Geopolitik dan Perang Teknologi: Di Balik Layar Teknologi Canggih
Penting untuk melihat klaim Huawei ini dalam konteks geopolitik. Hubungan antara Tiongkok dan Amerika Serikat di bidang teknologi semakin memanas, terutama setelah sanksi yang membatasi akses Huawei terhadap teknologi chip mutakhir dari perusahaan-perusahaan AS seperti Nvidia.
Pendiri Huawei, Ren Zhengfei, pernah mengakui bahwa produk chip buatan dalam negeri masih tertinggal satu generasi.

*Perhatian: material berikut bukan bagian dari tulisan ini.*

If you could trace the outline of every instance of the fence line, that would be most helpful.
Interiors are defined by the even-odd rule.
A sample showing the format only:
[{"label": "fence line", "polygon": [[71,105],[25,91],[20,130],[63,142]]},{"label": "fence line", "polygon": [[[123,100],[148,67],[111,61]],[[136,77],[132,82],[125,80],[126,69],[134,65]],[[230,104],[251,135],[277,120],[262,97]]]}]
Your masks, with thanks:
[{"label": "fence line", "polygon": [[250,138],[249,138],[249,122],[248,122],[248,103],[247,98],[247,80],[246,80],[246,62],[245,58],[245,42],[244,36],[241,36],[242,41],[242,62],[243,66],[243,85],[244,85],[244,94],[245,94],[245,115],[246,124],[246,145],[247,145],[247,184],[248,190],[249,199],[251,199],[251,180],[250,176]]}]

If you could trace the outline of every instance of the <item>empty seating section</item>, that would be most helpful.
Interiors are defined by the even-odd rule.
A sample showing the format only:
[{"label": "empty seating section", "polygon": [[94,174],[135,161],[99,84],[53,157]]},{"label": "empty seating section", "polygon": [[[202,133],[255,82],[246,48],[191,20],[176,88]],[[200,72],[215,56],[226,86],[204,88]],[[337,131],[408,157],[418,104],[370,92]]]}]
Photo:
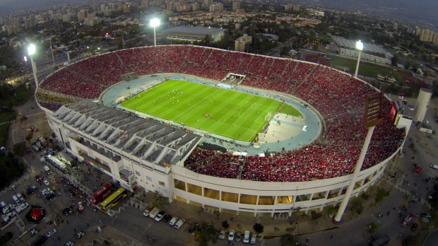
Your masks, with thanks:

Namun, ia percaya bahwa dengan strategi clustering—menggabungkan banyak chip dalam satu sistem—mereka bisa menandingi performa sistem paling canggih dunia.
CEO Nvidia, Jensen Huang, juga mengakui bahwa AI adalah masalah paralelisme. Dkutip dalam wawancara dengan CNBC, ia menyebut, “Kalau satu komputer tidak cukup kuat, tambahkan yang lain. Di Tiongkok, mereka punya sumber daya yang cukup untuk melakukannya.”
Pernyataan ini, meski diplomatis, memberi sinyal bahwa pendekatan Huawei bukanlah mimpi kosong, melainkan solusi teknis yang bisa relevan dalam konteks keterbatasan akses teknologi barat.